Treatment of acute glomerulonephritis


  • How to treat acute glomerulonephritis

  • How to treat acute glomerulonephritis

    Treatment of acute glomerulonephritis complex and includes:

    • appropriate physical activity mode, bed mode in
      active stage of the disease (2-3 weeks) and its restriction in the period
    • dietherapy, the basic principles of the use of which are
      Exception from the food of products causing allergies from this
      Patient, restriction of products containing a significant amount
      sodium (resolving diet), which is one of the factors,
      contributing to the development of edema and hypertension, including products with
      Large potassium content to prevent hypokalemia,
      developing with corticosteroid therapy;
    • symptomatic drug therapy with the inclusion of diuretics, hypotensive and other drugs;
    • Active methods with the help of drugs, action
      which are directed to individual unmune reactions leading to
      Damage to the shorts of the kidneys: with the help of antibacterial drugs
      (Penicillin, ampicillin, oxacillin, methicillin, ampiox 250-500
      thousand. elf. 4-6 times a day intramuscularly and others.) within 2-3 weeks
      The antigenic component is suppressed (streptococcal and others.),
      immunosuppressive agents (prednisone on average 20 mg / day, with
      need to bring this dose to 60 mg / day.; Cyticostatics I
      antimetabolites) depress the production of antibodies, anticoagulant and
      Antiagregatny preparations (heparin, hepalpan, methinesol, dipyridamol and
      Dr.) Inhibit the complementary system, impede aggregation

    Treatment of acute glomerulonephritis
    The possibility of heavy complications (purulent, Herpes Zoster and others.), sometimes
    Threatening the life of the patient, require compliance with the testimony when appointing
    immunosuppressive tools that apply only in the absence of
    effect from another treatment, t.
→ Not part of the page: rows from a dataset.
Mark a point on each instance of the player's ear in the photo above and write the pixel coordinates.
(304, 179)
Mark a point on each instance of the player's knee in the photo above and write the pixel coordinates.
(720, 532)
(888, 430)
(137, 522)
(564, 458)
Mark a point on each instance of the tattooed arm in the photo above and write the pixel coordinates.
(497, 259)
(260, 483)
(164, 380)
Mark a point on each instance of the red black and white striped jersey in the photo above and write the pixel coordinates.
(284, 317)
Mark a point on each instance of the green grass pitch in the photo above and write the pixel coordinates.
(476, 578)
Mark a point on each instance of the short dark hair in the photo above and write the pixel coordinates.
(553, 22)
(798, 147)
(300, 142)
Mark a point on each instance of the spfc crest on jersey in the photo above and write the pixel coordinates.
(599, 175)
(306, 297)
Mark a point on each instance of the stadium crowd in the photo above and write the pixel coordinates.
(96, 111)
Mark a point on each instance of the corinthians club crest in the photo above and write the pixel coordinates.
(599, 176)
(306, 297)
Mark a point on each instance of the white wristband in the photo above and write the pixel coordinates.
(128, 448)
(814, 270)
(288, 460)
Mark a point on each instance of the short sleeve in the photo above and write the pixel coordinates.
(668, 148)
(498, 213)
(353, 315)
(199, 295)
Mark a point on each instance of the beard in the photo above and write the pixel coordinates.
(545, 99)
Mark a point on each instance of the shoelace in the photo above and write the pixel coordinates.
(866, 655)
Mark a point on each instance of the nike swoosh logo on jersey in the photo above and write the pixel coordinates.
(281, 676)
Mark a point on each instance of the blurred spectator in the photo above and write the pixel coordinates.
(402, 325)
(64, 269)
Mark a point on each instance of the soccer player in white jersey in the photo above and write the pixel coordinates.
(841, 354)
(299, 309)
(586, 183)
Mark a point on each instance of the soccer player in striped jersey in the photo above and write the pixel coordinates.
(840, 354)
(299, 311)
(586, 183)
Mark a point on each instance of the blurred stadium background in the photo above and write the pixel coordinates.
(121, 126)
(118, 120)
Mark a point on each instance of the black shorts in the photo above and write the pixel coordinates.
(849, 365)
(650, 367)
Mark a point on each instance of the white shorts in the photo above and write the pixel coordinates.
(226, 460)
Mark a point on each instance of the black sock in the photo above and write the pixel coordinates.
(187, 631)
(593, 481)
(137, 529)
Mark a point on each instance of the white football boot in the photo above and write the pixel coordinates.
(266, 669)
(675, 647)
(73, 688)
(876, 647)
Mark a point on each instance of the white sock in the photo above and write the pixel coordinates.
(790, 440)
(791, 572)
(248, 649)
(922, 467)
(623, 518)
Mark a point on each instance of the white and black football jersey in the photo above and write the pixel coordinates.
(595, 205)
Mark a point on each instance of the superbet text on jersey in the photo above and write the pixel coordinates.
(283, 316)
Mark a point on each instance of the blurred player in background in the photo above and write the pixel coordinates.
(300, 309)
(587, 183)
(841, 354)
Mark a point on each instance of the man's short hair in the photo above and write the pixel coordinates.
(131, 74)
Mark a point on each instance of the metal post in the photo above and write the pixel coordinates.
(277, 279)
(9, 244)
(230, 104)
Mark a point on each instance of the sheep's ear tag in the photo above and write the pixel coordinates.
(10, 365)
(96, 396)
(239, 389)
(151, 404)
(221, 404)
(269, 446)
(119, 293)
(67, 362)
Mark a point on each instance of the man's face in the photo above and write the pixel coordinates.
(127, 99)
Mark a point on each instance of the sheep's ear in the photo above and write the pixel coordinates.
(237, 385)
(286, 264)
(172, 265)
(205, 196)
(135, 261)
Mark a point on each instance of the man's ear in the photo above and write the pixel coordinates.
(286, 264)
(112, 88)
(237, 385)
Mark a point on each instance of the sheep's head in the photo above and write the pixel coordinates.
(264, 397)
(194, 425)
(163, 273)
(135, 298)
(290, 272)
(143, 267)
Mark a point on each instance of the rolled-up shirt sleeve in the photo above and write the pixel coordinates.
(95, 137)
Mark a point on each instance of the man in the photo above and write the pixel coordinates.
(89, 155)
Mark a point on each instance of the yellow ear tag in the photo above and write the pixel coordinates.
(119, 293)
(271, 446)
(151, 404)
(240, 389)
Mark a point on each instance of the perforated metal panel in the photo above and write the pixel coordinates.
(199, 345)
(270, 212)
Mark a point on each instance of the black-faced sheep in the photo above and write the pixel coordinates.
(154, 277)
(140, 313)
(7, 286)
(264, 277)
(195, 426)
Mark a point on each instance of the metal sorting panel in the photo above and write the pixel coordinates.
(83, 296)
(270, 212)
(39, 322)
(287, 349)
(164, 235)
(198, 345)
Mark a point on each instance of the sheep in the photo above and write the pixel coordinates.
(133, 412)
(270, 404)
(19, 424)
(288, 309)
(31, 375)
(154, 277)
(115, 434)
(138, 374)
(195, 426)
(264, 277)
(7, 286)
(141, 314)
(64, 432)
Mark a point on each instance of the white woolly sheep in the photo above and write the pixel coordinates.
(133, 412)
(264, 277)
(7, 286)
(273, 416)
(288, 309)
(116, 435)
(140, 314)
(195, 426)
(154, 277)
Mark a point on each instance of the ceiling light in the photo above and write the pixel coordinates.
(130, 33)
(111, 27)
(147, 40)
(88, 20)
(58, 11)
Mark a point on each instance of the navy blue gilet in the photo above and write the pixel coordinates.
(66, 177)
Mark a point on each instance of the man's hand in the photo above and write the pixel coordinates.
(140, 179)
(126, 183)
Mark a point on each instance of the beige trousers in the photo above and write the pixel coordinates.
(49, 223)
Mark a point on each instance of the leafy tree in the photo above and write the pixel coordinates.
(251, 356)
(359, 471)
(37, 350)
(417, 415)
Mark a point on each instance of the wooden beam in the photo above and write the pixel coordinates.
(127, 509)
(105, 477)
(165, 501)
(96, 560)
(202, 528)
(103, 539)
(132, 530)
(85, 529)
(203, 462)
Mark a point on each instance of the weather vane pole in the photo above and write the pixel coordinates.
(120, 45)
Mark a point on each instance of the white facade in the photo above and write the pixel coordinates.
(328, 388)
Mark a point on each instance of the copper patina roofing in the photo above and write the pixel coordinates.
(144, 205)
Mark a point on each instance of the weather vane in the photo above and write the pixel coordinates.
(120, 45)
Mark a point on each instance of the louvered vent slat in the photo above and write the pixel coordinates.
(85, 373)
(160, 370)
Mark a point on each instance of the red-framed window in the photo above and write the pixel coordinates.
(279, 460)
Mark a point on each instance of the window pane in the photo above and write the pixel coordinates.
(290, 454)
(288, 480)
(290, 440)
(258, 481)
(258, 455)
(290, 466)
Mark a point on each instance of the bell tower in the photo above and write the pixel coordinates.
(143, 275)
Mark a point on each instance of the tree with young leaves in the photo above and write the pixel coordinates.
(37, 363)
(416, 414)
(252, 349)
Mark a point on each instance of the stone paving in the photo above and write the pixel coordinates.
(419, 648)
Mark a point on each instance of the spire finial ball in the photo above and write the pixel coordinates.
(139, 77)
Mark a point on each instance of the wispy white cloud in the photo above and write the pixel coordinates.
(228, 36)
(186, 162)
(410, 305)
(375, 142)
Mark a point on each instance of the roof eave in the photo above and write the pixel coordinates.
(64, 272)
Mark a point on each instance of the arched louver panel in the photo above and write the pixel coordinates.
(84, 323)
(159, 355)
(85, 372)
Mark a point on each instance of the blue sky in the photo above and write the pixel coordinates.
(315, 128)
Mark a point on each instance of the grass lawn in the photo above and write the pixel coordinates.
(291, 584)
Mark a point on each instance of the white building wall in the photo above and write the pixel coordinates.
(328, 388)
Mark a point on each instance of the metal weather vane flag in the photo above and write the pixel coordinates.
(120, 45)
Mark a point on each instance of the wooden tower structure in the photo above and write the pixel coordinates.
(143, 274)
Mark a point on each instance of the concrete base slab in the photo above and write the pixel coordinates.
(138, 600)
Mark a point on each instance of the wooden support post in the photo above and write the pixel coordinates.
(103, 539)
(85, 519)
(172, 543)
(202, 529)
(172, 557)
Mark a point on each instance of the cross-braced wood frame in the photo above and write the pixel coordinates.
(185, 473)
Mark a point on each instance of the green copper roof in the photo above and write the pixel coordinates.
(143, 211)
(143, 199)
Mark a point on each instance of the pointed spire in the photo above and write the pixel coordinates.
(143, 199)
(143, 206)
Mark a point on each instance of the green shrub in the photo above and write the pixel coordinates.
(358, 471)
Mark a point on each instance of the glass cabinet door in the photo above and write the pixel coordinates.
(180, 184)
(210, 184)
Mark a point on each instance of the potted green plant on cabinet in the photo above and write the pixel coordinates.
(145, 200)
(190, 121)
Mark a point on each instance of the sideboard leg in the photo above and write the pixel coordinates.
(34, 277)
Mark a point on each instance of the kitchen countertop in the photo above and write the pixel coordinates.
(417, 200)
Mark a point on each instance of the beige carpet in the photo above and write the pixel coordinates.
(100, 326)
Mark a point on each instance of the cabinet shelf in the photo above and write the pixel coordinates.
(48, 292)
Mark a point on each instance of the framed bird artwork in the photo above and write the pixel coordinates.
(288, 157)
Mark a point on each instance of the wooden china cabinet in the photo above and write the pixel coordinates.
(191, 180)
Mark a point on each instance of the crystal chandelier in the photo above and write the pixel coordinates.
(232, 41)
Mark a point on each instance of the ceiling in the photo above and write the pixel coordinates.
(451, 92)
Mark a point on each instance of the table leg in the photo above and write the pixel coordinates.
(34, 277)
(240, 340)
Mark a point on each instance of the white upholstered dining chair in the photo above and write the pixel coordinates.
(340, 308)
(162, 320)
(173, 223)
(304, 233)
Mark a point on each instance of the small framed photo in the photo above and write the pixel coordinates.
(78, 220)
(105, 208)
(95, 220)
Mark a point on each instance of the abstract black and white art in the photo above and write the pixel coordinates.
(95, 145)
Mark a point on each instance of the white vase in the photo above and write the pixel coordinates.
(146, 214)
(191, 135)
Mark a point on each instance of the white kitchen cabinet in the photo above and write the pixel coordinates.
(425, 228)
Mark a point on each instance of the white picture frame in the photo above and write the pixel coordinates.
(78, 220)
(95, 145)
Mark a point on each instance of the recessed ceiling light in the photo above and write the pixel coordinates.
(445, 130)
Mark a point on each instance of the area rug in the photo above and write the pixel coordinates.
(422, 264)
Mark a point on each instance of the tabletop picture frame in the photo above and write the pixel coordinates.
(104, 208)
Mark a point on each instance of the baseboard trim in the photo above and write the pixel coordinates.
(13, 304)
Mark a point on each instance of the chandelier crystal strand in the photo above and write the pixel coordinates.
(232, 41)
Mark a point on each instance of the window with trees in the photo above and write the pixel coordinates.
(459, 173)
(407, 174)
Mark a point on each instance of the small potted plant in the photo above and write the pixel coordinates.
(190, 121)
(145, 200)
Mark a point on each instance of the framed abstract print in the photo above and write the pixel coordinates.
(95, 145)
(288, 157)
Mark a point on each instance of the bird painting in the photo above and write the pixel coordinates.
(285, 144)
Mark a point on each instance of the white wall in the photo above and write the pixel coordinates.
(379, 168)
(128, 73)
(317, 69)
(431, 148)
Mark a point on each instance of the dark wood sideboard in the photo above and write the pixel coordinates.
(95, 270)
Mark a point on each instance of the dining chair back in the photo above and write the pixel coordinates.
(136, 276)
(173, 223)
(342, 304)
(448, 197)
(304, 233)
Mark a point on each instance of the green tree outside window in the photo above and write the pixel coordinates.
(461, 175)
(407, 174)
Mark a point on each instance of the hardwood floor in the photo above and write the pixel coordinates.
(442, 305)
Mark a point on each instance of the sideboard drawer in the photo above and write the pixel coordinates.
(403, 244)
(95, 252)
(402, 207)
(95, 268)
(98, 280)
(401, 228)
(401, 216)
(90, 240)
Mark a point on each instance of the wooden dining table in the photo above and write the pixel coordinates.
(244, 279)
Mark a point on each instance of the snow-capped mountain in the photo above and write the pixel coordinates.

E. In the absence of spontaneous remission, which, with acute glomerulonephritis
    observed in 80-90% of cases. Salurates are appointed for 5-7 days,
    By increasing the duration and dose in the resistance of edema to sore
    diet. Doses: hypothiazide from 25 mg to 200 mg and higher depending on
    effect and severity of the disease; Furosemid (Laziks) - 40-80 mg; Ugit
    (Practical acid) - 25-50 mg; Aldakton (Veroshpirius) - 25-50 mg in

    In connection with the different localization of the action of diuretics in nephron
    Use them in various combinations: hypothiazide furosemid, etc.
    Hypotensive means (reserpine, starting with 0.1 mg per day, operated,
    Starting from 0.12 mg per day and others.) apply in the absence of effect from
    Salad diet or if this effect is insufficient. Immunodepressive
    Preparations are prescribed in the absence of signs of reverse development
    Symptoms of acute glomerulonephritis 4-6 weeks from the beginning of the disease.

    Therapeutic course of treatment prednisolone
    is 3-6 weeks at a dose of 1-2.5 mg / kg of mass for 8 weeks, for
    Cycloofosphamide and Azatiotrian - 2-3 mg / kg of mass for 8 weeks.

    The course of maintenance therapy is appointed for 8 weeks for cytostatics and antimetabolites in half of the therapeutic dose.